La liberté est une aspiration et un droit naturels de l’homme. Les animaux que l’on tente de contraindre défendent leur liberté de façon farouche. Toutefois, en de nombreuses occasions, les hommes font allégeance à un tyran, perdant ainsi volontairement leur liberté en échange de leur servitude.
Le pouvoir des tyrans n’est toutefois issu que du peuple qui accepte de lui obéir. Si les sujets décidaient de ne plus s’y soumettre, le pouvoir et le tyran disparaitraient aussitôt. Soyez résolu de ne plus servir et vous voilà libres. Nul besoin de révolution, de bain de sang ou d’héroïsme, il suffit de ne plus obéir.
A la servitude volontaire ont peut citer deux causes principales :
- l’habitude, qui a plus de force souvent que la nature. Après être resté longtemps sous le joug, un homme ne sent plus la contrainte. Et si l’on nait dans la servitude, il faut un recul peu commun pour prendre conscience de son état,
- la lâcheté qui vient souvent avec l’habitude. En état de servitude le courage face au tyran fait souvent défaut.

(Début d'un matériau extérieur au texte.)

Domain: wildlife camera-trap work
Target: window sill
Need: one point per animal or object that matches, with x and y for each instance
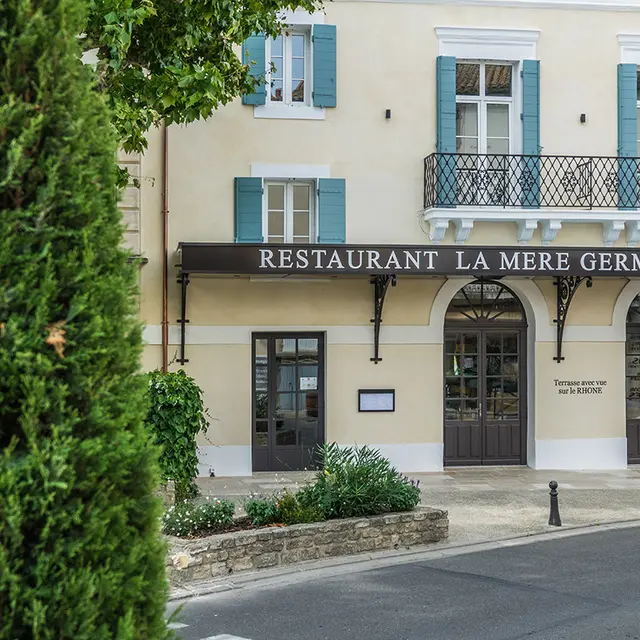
(288, 112)
(550, 220)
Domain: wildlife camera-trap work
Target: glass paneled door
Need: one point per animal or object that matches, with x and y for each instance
(632, 365)
(288, 401)
(484, 370)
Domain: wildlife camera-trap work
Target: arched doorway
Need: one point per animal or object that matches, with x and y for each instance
(485, 413)
(632, 373)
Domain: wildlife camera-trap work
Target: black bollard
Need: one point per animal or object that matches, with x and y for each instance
(554, 514)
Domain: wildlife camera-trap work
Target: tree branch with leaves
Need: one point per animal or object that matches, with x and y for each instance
(175, 61)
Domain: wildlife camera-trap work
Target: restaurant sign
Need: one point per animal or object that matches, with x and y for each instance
(267, 259)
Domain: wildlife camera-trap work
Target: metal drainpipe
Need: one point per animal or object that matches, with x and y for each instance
(165, 248)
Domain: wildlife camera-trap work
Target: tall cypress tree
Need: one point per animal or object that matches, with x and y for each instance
(80, 552)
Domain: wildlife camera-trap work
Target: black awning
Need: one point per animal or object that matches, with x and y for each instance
(443, 260)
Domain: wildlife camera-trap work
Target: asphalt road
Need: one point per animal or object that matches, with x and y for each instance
(584, 587)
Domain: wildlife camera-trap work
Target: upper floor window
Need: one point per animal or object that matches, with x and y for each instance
(288, 58)
(290, 212)
(484, 106)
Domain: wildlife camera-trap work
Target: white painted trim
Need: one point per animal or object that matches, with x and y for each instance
(550, 220)
(299, 16)
(226, 460)
(621, 308)
(515, 214)
(587, 5)
(290, 171)
(629, 48)
(354, 334)
(288, 111)
(416, 457)
(588, 454)
(363, 335)
(476, 43)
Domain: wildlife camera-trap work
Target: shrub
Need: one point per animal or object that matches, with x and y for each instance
(281, 508)
(292, 511)
(358, 482)
(190, 519)
(175, 417)
(80, 552)
(262, 511)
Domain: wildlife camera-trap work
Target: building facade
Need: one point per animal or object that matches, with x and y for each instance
(419, 234)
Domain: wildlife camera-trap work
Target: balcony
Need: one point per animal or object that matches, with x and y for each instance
(532, 191)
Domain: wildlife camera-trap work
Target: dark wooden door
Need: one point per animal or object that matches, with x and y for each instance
(632, 364)
(485, 414)
(288, 405)
(485, 417)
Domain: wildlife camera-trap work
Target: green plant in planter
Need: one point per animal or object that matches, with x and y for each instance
(190, 519)
(281, 508)
(176, 415)
(358, 481)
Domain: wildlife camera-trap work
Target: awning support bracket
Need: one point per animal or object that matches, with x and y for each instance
(380, 285)
(183, 280)
(566, 286)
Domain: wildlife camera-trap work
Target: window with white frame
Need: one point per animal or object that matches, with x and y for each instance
(288, 65)
(290, 211)
(484, 107)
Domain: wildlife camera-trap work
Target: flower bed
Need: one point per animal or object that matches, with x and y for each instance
(354, 482)
(227, 553)
(358, 503)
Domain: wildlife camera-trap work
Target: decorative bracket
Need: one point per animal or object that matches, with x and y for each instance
(463, 228)
(380, 286)
(566, 288)
(183, 280)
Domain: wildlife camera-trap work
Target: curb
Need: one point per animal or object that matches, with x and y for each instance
(367, 561)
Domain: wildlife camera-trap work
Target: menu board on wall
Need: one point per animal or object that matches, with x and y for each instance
(376, 400)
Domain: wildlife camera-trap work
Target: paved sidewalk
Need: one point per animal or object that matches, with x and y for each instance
(487, 503)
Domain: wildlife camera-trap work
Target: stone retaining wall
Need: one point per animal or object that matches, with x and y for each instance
(227, 553)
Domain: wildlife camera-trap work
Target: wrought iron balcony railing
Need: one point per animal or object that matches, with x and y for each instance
(531, 182)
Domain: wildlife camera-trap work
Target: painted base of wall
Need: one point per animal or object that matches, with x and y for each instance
(415, 457)
(226, 460)
(235, 460)
(582, 454)
(572, 455)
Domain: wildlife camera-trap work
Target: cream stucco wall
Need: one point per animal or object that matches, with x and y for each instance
(590, 306)
(382, 159)
(579, 415)
(415, 372)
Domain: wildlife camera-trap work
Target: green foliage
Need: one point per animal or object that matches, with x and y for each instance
(174, 61)
(358, 482)
(292, 511)
(281, 508)
(262, 511)
(176, 415)
(80, 549)
(190, 519)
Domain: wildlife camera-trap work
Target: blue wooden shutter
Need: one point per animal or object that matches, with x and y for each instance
(446, 129)
(324, 65)
(627, 136)
(248, 209)
(332, 211)
(254, 54)
(530, 178)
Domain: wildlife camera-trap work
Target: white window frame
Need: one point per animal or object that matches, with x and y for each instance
(299, 20)
(287, 55)
(484, 101)
(288, 208)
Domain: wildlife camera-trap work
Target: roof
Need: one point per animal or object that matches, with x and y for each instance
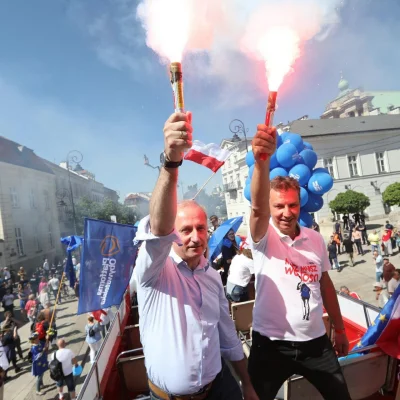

Le tyran dispose de moyens pour se maintenir :
- veiller à l’abêtissement de son peuple par des jeux, des distractions malsaines ou stupides,
- entretenir son avilissement par de courts moments de fausse prodigalité qui ne donnent lieu qu’à la redistribution d’une infime partie de ce qu’il s’est approprié indûment,
- s’assurer la confiance du peuple en prononçant des discours sur le bien public avant de commettre ses crimes les plus graves, utiliser la religion et donner un caractère divin à son personnage par exemple en raréfiant ses apparitions et en organisant des mises en scène grandioses et mystérieuses,
- le principale moyen est toutefois la mise en place d’une structure pyramidale : cinq ou six proches, les complices, détiennent le pouvoir et ont une réelle influence sur le tyran. Ils corrompent six cents hommes qu’ils font profiter de leur générosité. Ces six cents procurent des avantages à 6000 autres, moins influents et ainsi de suite jusqu’à ce que la densité de personnes qui profitent de l’organisation soit suffisante pour assurer la stabilité de l’édifice.
Du proche courtisan à l’homme de main le plus bas, tous acceptent de renoncer à leur liberté et à leur personnalité en contrepartie d’avantages accordés directement ou non par de tyran ou par l’organisation qu’il a mise en place. Pourtant, les proches courtisans sont souvent mal récompensés de leur dévotion et il leur arrive couramment de perdre vie et fortune pour avoir rendu leur maître soupçonneux, jaloux ou pour l’avoir indisposé. Quel bienfait et quelle amitié pourraient-ils en attendre ? Ces courtisans défendent ainsi des maîtres qu’ils haïssent et sont eux-mêmes haïs du peuple qu’ils participent à asservir. Malgré tout, ils persévèrent dans leur vie pénible et dangereuse, faite de renoncement et de crainte, en quête de gloire et d’honneurs.